These consolidated financial statements of Aptose Biosciences Inc., which include the accounts of its subsidiaries have been prepared in accordance with U.S. generally accepted accounting principles, or U.S GAAP. All intercompany transactions, balances, revenue and expenses are eliminated on consolidation.

 

(c)Significant accounting policies, estimates and judgments:

 

The preparation of these consolidated financial statements requires management to make judgments, estimates and assumptions that affect the application of accounting policies and reported amounts of assets and liabilities at the date of the consolidated financial statements and reported amounts of revenue and expenses during the reporting period. Actual outcomes could differ from those estimates. The consolidated financial statements include estimates, which, by their nature, are uncertain.

 

The impacts of such estimates are pervasive throughout the consolidated financial statements and may require accounting adjustments based on future occurrences.

 

The estimates and underlying assumptions are reviewed on a regular basis.
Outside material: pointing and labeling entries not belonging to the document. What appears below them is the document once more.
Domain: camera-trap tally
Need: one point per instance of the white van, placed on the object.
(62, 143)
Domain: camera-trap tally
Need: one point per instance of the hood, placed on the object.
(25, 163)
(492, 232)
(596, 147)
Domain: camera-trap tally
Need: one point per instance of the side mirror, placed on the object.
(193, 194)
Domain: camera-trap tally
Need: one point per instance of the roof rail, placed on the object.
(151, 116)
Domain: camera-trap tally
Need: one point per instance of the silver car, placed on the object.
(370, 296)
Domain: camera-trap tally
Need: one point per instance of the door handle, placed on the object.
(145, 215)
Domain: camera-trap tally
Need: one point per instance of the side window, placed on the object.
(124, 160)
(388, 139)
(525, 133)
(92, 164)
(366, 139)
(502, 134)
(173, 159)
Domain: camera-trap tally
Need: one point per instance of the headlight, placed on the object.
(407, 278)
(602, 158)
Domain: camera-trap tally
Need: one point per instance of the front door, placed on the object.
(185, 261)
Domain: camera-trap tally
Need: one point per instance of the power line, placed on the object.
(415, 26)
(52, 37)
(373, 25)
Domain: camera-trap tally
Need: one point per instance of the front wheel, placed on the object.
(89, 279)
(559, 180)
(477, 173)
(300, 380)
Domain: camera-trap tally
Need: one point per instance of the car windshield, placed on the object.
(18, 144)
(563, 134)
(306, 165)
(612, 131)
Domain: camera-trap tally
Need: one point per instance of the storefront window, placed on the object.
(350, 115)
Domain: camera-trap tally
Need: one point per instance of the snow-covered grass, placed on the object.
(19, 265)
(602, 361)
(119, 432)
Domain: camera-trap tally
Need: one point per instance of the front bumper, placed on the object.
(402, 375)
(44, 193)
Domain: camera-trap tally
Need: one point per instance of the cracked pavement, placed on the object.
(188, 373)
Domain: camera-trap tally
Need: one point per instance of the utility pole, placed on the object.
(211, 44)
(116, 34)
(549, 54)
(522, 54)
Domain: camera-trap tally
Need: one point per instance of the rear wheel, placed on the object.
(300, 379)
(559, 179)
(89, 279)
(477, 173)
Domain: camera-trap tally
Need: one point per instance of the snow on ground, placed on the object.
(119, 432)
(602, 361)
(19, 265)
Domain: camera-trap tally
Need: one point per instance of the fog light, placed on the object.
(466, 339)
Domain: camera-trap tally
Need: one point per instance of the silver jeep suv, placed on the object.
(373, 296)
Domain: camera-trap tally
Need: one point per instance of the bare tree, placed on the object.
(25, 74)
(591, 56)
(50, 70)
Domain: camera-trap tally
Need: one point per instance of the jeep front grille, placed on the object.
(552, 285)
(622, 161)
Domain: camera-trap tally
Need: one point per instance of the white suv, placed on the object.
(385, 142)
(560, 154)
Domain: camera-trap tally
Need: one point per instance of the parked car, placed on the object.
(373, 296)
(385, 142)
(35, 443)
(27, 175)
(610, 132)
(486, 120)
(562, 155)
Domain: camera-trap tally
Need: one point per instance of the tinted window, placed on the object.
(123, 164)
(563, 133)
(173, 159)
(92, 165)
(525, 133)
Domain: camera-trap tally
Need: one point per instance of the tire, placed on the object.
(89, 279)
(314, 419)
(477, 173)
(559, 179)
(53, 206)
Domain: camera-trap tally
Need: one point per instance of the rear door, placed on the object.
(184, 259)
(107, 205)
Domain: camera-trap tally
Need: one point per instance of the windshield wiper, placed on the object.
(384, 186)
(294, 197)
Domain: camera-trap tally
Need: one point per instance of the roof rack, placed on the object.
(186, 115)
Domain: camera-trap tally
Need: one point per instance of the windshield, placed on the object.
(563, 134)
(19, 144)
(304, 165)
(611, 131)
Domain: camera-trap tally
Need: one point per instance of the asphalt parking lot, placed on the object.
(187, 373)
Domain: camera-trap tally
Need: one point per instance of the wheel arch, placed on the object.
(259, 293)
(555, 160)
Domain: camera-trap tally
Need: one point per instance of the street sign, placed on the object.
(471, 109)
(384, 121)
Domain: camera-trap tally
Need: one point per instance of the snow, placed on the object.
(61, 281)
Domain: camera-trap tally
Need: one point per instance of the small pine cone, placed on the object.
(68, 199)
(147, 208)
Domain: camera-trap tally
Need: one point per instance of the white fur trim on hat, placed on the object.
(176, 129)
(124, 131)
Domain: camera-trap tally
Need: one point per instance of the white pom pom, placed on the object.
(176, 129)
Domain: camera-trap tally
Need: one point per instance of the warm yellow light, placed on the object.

Revisions to accounting estimates are recognized in the period in which the estimate is revised and in any future periods affected.

 

(d)Foreign currency:

 

The functional and presentation currency of the Company is the US dollar.

 

Effective January 1, 2017, the Company changed its functional currency to US dollars given the prevalence of US dollar denominated activities over time. Since the Company’s inception in 1986 to fiscal 2014 all operations of the entity were conducted in Canada and the Canadian dollar was determined to be the functional currency. During fiscal years 2015 and 2016, the Company gradually transitioned most of its research and development activities, including both headcount and studies, to the US, and completed this transition in January 2017.

 

5

APTOSE BIOSCIENCES INC.

Notes to Condensed Consolidated Interim Financial Statements (unaudited)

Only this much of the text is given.